-
Becoming God’s Catalyst For Changed Lives – Part 1 Series
Contributed by Dan Proctor on Jan 26, 2016 (message contributor)
Summary: This chapter contains an incredible story about Jesus Christ and demonstrates the compassion of our Savior as He reaches out to help one lone lady who needed help. She was an immoral, socially-unacceptable Samaritan woman.
- 1
- 2
- Next
Becoming God’s Catalyst For Changed Lives – Part 1
John 4
Introduction:
1. This chapter contains an incredible story about Jesus Christ and demonstrates the compassion of our Savior as He reaches out to help one lone lady who needed help. She was an immoral, socially-unacceptable Samaritan woman. (Read the story.)
2. Last week we learned that God’s heart and desire is not for us to simply be a church that exists for ourselves, but to be a church that exists for others. Philippians 2:4
3. This is the heart of Christ. Christ desired to do whatever it took to reach people and change lives for God’s glory. This lady placed her faith in Christ, and it led to a revival in her city, with multitudes trusting in Christ. It all started because Jesus simply cared.
• Imagine caring for a sinful, down-and-out, immoral soul, someone that the world deemed a lost cause, and that person coming to faith in Christ. And then, Christ working in and through that person brings about revival to all of Daytona Beach. That is what happened here in our text.
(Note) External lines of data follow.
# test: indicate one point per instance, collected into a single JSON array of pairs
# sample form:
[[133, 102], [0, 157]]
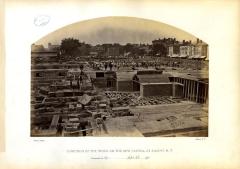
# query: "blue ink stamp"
[[41, 20]]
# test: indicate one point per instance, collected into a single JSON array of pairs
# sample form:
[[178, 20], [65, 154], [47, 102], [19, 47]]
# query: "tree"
[[69, 46]]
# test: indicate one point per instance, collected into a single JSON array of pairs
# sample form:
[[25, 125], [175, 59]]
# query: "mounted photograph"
[[119, 77]]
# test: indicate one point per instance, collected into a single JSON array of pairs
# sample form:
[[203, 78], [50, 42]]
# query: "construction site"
[[76, 99]]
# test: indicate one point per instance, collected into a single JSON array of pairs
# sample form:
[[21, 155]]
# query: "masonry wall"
[[157, 89], [177, 90], [124, 86]]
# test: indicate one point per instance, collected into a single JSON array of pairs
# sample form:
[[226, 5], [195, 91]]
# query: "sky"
[[116, 30]]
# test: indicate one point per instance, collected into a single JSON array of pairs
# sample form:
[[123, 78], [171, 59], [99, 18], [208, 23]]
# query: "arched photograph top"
[[119, 77]]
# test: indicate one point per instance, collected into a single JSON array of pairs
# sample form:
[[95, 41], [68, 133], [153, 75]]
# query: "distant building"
[[201, 49], [113, 51], [37, 48], [53, 47]]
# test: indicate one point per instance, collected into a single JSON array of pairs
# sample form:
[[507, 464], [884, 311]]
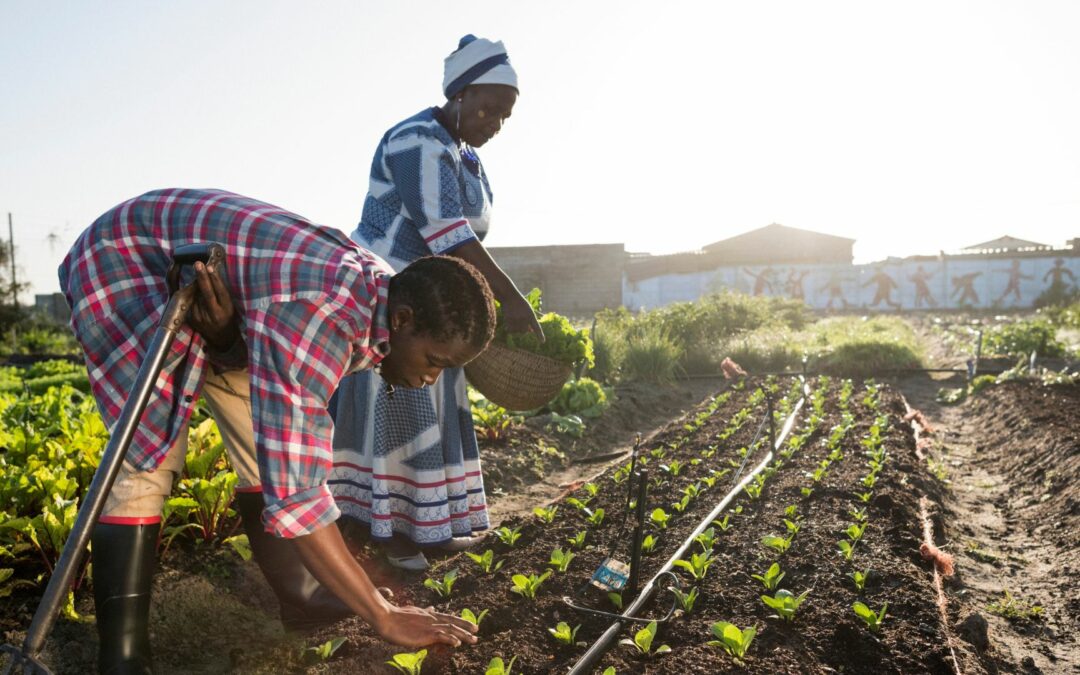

Jesus was the catalyst, the trigger mechanism that brought it all about.
4. You can be God’s catalyst for changed lives. If saved, Christ lives in you.
• Webster’s defines catalyst as a “person that quickly causes change or action.”
• God can use you. How? Our Savior provides us a great model. What a text!
First, by a willingness to lay aside tradition.
1. In His encounter with the woman at the well, Jesus shattered many Jewish customs:
• First, as a Jew, He traveled through Samaria (vs. 3-4); this was unusual.
• Second, He spoke to a woman in public (vs. 7); this was unheard of.
• Third, He spoke to a Samaritan woman; this was a double no-no. The Jews traditionally despised the Samaritans and would not address them.
• Fourth, He asked her to give Him a drink of her water; using her cup, He would become ceremonially unclean according to their tradition (vs. 6-7).
2. This shocked the woman at the well (vs. 9), but Jesus’ actions led to a spiritual discussion that changed her life (vs. 14-15) and many other lives (vs. 39).
3. Here is the point: Jesus was not afraid to oppose tradition. Jesus was willing to change and break from the established mold. He wasn’t worried about the fact that “It’s never been done this way before.” He never asked, “What will my disciples think?” vs. 27
4. Jesus did this sort of thing all the time, and it always made the Pharisees angry. This is one of the reasons the Pharisees hated Him so much. Here are some questions that Jesus was faced with:
• “Why do you dine with low-life people that are sinners and tax-collectors?”
• “Why do the Pharisees fast, and your disciples don’t?”
• “Why don’t your disciples ceremonially clean their hands before eating?”
• “Why are you plucking corn on this day? This isn’t the right day!”
• “Are you going to heal that needy man on the Sabbath Day?”
• “Don’t you know you aren’t supposed to do these things?” “Oh yeah, who says?” The Pharisees respond, “We do! Our tradition says so. This is the way we have always done it.”
5. Jesus never disobeyed God’s commands, but He was not one bit hesitant to change from the way things had always been done before – tradition. Jesus did not break any divine laws; He broke man-made tradition and man-made rules. There is a difference. Man-made religion is all about traditions.
6. The Pharisees cherished their traditions; they placed their traditions on the same level as God’s Word. Mark 7:7-9
• Do you think they gave up any of their traditions to reach a soul for God – a Samaritan soul? Their attitude was “You conform to us and our way of doing things.”
7. How do Jesus’ actions apply to us? What can we learn? People who are unwilling to change will never be God’s catalyst for changed lives. They will live and die unto themselves, having very little impact. Jesus was a catalyst for life change; He was willing to change and break from the status quo.
8. But I’m afraid many times churches’ attitudes are very similar to the Pharisees. Too often we have circled our wagons, built walls around our communities of faith, and invited people in only if they are willing to become like us. And I am not talking about biblical doctrine – I am talking about our cherished traditions.
9. Many times we create churches for us, and we are unwilling to change or be inconvenienced to reach others. This is the antithesis, the complete opposite, of the heart of Christ, as demonstrated here in our text.